March 29, 2014 at 2:10 pm

“There used to be a water well here but they’ve destroyed it too”. 49-year-old construction worker Salah Swaid, or Abu Nazih as many refer to him, has been organizing much of the legal and popular struggle initiatives against the displacement of the unrecognized Palestinian-Bedouin village Ramiya by the ever expanding Jewish city of Karmiel.


“We have documents pertaining all of this territory as belonging to Ramiya in the Tabu [Ed: Israeli Land Registry which takes its name from the Ottoman Land Registry]”, he said. Indeed Ramiya is registered in both Ottoman and Israeli records as a village with a name and defined borders.

Karmiel, the city which now surrounds it, was founded in 1964 as part of David Ben-Gurion’s plan to ‘Judaize the Galilee’. Karmiel was first constructed as a settlement, to use the term from its own founding charter, on largely agricultural lands confiscated by the State of Israel from the Palestinian villages of Ba’ne, Deir Al Assad, Nahef, and Majd Al Krum for “Public Purposes”.

Abu Nazih told me: “they’ve confiscated the lands for public purposes even though there were already people living on these lands because they don’t recognize the Arabs as part of that ‘public’ – they only recognize the Jews”.

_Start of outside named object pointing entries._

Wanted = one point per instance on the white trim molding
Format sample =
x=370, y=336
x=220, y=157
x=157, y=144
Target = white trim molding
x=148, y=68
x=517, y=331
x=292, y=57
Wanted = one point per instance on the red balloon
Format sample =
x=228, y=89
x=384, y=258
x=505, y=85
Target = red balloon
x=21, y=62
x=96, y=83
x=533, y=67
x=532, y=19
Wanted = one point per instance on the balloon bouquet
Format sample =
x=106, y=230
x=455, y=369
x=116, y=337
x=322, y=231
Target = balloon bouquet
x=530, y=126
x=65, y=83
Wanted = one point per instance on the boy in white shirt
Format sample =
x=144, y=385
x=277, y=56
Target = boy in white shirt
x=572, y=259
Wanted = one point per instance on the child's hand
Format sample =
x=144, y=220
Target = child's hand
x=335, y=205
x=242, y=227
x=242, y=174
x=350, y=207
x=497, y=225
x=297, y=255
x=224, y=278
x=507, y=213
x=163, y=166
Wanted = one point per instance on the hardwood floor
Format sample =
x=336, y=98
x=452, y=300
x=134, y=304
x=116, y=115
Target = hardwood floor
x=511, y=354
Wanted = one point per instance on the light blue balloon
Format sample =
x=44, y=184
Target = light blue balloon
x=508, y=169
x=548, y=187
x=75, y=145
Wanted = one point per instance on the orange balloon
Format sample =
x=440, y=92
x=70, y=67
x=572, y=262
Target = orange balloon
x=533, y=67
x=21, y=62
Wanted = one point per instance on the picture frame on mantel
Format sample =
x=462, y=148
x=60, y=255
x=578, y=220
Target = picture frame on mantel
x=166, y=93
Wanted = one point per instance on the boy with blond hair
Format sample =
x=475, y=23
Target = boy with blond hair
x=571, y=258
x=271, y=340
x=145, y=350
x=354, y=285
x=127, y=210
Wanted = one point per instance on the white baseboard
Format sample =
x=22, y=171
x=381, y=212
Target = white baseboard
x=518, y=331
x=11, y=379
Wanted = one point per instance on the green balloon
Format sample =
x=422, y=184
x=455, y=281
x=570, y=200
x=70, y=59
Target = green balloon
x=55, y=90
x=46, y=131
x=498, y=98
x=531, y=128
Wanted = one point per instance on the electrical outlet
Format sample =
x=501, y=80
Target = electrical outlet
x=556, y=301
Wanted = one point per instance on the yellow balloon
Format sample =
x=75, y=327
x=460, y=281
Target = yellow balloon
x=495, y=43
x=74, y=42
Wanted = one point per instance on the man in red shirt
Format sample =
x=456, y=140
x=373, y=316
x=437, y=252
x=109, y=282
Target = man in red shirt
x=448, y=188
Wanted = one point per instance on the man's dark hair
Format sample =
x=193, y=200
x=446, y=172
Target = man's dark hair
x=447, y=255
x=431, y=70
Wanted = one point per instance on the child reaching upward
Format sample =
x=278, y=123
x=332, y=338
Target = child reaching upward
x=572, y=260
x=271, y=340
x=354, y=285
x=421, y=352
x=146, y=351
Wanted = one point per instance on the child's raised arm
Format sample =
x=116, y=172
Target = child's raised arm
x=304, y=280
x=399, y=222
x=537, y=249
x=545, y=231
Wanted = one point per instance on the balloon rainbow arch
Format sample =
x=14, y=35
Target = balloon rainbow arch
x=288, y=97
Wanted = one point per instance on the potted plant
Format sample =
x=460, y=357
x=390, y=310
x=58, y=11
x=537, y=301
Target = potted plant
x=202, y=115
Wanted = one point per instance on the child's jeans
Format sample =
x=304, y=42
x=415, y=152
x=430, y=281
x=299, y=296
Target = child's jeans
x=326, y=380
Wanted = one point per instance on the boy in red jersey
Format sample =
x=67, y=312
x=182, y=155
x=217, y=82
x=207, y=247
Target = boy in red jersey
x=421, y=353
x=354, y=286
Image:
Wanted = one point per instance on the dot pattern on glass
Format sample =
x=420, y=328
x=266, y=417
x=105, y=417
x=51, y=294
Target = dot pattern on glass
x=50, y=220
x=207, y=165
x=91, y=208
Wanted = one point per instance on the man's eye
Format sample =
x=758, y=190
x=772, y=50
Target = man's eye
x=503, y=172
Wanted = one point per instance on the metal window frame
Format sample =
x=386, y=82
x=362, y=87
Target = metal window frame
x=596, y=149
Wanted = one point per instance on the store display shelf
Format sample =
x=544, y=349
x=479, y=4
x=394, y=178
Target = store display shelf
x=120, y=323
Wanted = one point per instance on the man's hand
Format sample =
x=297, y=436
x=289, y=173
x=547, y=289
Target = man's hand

The confiscation of land for ‘Public Purposes’ has been used repeatedly inside what is sometimes internationally referred to as “Israel proper” to drive the native Palestinian population off of their lands in order to replace it with an immigrant-settler Jewish population.

The story of Ramiya is a story of continual land theft and home demolition. No other town’s or village’s battle with land confiscation by the settlement of Karmiel is as extreme as Ramiya’s. Karmiel, along with Natzeret Illit otherwise known as “Upper Nazareth” are the flagship projects of the State of Israel’s “Judaization of the Galilee” plan.

The struggle of Ramiya is much more comparable to that of other unrecognized Palestinian villages in the Naqab, the Jordan Valley and South Hebron Hills than to any other struggle against Israeli land confiscation of neighbouring Palestinian towns and villages in the Galilee.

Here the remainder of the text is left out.